Pour Vestiaire Collective, rester dans le capital privé permet de conserver du temps – et surtout la capacité d’ajuster le modèle sans pression trimestrielle.

Ce choix marque une inversion culturelle.

Là où la cotation représentait autrefois une consécration naturelle, elle devient une étape conditionnelle, envisageable uniquement une fois le modèle consolidé.

La rentabilité n’est plus un effet secondaire attendu ; elle devient la priorité structurante.

Cette évolution s’inscrit dans une mutation plus large du luxe lui-même.

Après des années d’expansion soutenue, le secteur fait face à une clientèle plus sélective, à des tensions macroéconomiques persistantes et à une redéfinition du rapport à la valeur.

Le vintage et la seconde main ne sont plus seulement des alternatives économiques ; ils deviennent des expressions de désirabilité culturelle.

Dans ce contexte, la revente n’apparaît plus comme un marché parallèle mais comme une infrastructure de liquidité pour les produits de luxe – une couche invisible qui facilite la circulation des biens et soutient leur attractivité.

La question centrale n’est donc peut-être pas de savoir si Vestiaire Collective parviendra à croître aux États-Unis, mais si la plateforme peut s’imposer comme un acteur structurel du luxe contemporain.
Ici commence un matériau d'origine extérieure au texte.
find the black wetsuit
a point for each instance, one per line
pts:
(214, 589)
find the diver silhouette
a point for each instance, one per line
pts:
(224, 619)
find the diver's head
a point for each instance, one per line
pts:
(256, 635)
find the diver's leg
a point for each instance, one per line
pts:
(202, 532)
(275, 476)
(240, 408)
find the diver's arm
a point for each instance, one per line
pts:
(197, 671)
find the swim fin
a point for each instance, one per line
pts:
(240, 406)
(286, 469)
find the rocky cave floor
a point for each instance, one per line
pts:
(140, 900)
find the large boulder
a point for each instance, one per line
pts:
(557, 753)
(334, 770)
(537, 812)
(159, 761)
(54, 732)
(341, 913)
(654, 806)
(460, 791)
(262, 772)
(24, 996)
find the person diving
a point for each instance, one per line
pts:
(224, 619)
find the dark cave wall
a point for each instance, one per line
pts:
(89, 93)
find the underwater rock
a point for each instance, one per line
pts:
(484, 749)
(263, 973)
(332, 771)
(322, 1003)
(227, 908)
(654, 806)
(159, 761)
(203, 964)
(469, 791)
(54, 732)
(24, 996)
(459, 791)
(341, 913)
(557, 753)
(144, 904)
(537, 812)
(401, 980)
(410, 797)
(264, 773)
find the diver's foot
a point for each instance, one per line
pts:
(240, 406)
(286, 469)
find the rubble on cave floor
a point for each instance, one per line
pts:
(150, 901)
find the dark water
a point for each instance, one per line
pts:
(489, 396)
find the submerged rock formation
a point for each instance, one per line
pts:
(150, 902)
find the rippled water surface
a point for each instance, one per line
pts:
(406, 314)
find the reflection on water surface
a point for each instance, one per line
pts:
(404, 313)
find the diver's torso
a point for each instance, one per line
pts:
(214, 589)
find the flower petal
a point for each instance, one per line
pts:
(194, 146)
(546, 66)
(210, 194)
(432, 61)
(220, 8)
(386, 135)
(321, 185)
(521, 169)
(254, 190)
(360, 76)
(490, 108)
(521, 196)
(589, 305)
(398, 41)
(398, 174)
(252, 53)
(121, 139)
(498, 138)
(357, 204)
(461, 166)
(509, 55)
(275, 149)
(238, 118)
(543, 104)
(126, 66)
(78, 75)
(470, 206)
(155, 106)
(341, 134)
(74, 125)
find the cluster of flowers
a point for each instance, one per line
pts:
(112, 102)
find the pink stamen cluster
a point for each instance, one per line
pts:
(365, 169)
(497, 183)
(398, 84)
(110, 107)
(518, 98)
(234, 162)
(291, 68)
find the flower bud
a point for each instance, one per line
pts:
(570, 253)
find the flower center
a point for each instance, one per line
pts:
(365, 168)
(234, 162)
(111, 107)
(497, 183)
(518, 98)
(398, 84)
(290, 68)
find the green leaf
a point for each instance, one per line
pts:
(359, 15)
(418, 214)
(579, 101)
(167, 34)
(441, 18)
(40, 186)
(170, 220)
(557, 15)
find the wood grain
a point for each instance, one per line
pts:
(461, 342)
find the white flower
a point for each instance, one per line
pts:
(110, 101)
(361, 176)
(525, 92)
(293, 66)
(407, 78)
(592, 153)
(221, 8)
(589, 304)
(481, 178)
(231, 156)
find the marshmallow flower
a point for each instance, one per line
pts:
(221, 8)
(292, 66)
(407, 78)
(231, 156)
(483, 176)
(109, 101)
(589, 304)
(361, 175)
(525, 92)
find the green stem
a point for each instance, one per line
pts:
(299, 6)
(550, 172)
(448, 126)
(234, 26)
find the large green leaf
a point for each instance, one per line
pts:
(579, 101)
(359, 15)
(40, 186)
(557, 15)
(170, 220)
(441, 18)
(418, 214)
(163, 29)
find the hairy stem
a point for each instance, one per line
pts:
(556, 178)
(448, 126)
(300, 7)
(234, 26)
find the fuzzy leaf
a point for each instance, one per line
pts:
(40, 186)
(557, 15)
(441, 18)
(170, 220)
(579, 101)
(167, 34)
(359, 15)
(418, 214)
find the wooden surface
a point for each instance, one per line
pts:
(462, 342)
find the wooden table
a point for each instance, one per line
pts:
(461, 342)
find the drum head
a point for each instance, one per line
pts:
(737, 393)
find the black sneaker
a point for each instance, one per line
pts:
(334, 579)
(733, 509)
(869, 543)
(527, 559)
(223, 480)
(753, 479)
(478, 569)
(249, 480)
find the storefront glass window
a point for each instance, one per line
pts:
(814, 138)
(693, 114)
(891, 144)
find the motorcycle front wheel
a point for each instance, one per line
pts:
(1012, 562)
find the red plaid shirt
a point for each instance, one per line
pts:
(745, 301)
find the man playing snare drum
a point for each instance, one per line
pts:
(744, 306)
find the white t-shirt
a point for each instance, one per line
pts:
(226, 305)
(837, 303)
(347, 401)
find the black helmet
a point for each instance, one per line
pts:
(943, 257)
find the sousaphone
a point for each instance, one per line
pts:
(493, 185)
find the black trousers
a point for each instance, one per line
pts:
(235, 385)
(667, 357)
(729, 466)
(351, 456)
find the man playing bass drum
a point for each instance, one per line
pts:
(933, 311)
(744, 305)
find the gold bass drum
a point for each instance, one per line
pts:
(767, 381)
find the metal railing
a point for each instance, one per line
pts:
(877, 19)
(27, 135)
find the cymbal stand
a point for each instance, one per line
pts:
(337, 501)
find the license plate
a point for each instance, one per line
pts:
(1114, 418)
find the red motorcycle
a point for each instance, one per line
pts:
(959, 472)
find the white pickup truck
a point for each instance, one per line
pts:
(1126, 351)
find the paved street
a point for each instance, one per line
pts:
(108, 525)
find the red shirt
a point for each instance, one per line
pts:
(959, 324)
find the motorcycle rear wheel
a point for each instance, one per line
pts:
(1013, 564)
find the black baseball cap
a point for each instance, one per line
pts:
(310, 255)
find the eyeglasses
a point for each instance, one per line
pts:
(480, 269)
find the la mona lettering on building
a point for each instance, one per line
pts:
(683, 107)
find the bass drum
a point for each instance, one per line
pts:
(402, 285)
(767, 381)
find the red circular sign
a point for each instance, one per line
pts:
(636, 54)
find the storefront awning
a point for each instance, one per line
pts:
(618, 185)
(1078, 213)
Si Osta réussit son pari, la revente pourrait cesser d’être perçue comme une innovation périphérique pour devenir une composante intégrée du modèle économique des maisons.

À ce moment-là, la valeur de Vestiaire Collective ne se mesurerait plus seulement en volume d’affaires ou en croissance géographique, mais en influence systémique – celle d’une entreprise devenue indispensable à l’équilibre même du marché du luxe.

Et c’est précisément ce qui rend 2026 décisive : moins une année d’expansion qu’un test de maturité pour toute une industrie.

Pourquoi Vestiaire Collective change-t-il de cap stratégique ?

Après une phase de forte croissance, la priorité devient la rentabilité.
La nomination de Bernard Osta reflète une transition vers une logique d’exécution financière et opérationnelle, centrée sur l’efficacité plutôt que sur l’expansion à tout prix.